Heilige GREGORIUS*

 

Heilige GREGORIUS de Wonderdoener, Bisschop en Belijder.

"Als iemand tot deze berg zegt: Heft u op en stort u in de zee; als hij in zijn hart niet twijfelt, maar gelooft, dat er gebeurt, wat hij zegt, dan zal het gebeuren" (Marcus 11,22)

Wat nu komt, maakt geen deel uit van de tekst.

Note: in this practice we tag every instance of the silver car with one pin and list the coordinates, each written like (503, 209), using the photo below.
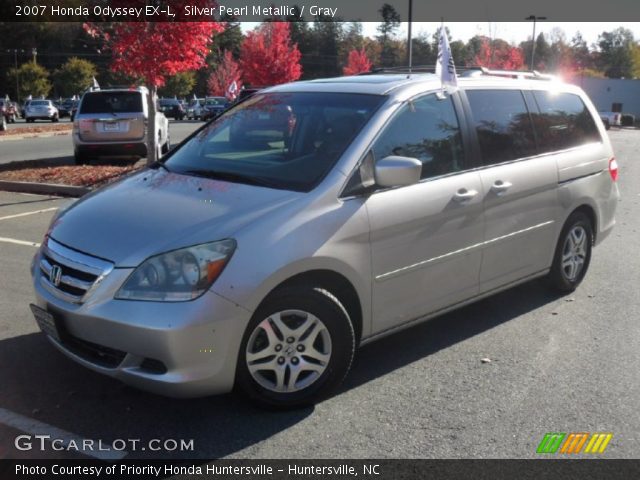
(318, 216)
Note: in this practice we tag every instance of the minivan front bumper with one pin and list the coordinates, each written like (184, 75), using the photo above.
(180, 349)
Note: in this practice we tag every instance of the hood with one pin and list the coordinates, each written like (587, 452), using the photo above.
(155, 211)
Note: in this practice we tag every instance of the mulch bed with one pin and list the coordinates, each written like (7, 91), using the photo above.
(76, 175)
(35, 129)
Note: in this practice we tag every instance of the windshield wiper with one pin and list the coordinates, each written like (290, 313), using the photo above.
(159, 164)
(234, 178)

De heilige Gregorius de Wonderdoener was bisschop van Neocaesarea in Pontus (Klein Azië).
Hij onderscheidde zich door talrijke wonderen, zodat Basilius de Grote hem met Mozes, de profeten, en de Apostelen vergelijkt.
Door zijn gebed verplaatste hij eens een berg, die het bouwen van een Kerk in de weg stond.
Eveneens liet hij een moeras uitdrogen, dat tussen twee broers aanleiding tot een geschil had gegeven.
Duivels dreef hij uit mensen en afgodsbeelden.
Door zijn gave van wonderen en voorspelling bekeerde hij velen tot CHRISTUS.
 

Afbeelding invoegen

Toen hij de dood nabij (270), vroeg, hoeveel ongelovigen er nog in Neocaesarea waren, toen dankte hij GOD en sprak: "Zoveel gelovigen heb ik vroeger gevonden, toen ik hier bisschop ben geworden.
 
Het geloof, dat bergen verzet: Het eigen Evangelie handelt over het geloof, dat bergen verzet met het oog op het wonder in zijn leven: "Gelooft in God.
Waarlijk, als iemand tot deze berg zegt: "Heft u op en stort u in zee; als hij in zijn hart niet twijfelt, maar gelooft, dat er gebeurt, wat hij zegt, dan zal het gebeuren."
In de homilie van de H. Beda wordt dit woord van Christus toegepast: "Wij lezen, dat op het gebed van de heilige vader Gregorius, de Bisschop van Neocaesarea, een door verdiensten en deugden een uitmuntend man, een berg zoveel van zijn plaats week als de bewoners van deze stad nodig hadden.
Hij wilde op een geschikte plaats een kerk bouwen, maar toen hij zag dat deze plaats te klein was. – aan de ene kant het strand van de zee, aan de andere kant de berg – kwam hij ‘s nachts naar die plaats, knielde neer en herinnerde de HEER aan zijn belofte, dat Hij de berg volgens het geloof van hem die bad zou wegnemen.
En toen hij des morgens weer op die plaats kwam, vond hij die berg zo vér opzij gegaan, als de bouwlieden nodig hadden.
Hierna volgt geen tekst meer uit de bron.